Prometheus metrics. Native export. We already had a Prom stack. Five-minute integration. The default dashboards aren't great but the metrics themselves are useful. Reference: https://docs.getbifrost.ai/features/observability/default.
What we did not use
MCP gateway, governance, SSO. Our auth sits in front of the gateway, not inside it. The custom plugins interface looked interesting but we haven't needed one yet.
Trade-offs and Limitations
Bifrost is younger than LiteLLM. The provider list is wide (23+) but if you need a niche provider, check the docs first. The plugin interface is straightforward so you can add one yourself, but that's still work.
The web UI is decent for initial setup, not where you want to be doing complex governance. Configure things in YAML and version them in git like anything else.

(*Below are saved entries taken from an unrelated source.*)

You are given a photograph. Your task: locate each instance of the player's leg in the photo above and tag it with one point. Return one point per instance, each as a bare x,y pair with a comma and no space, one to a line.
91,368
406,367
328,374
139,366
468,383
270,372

If you're already deep in LiteLLM and using its callback ecosystem, migration cost is real. LiteLLM has more community integrations because it's been around longer. Portkey is also a fine choice if you want a managed control plane and don't want to operate a gateway yourself. Pick based on what your team will actually maintain.
Last caveat. The numbers above are from our workload. Your traffic shape will differ. Run the test yourself before deciding.
Further Reading
- Bifrost retries and fallbacks: https://docs.getbifrost.ai/features/retries-and-fallbacks
- Bifrost semantic caching: https://docs.getbifrost.ai/features/semantic-caching
- Bifrost observability: https://docs.getbifrost.ai/features/observability/default
- Bifrost provider configuration: https://docs.getbifrost.ai/quickstart/gateway/provider-configuration
- Bifrost source: https://github.com/maximhq/bifrost
The model is the easy part. Routing it under failure is the hard part. Spend the time on the boring infrastructure problem.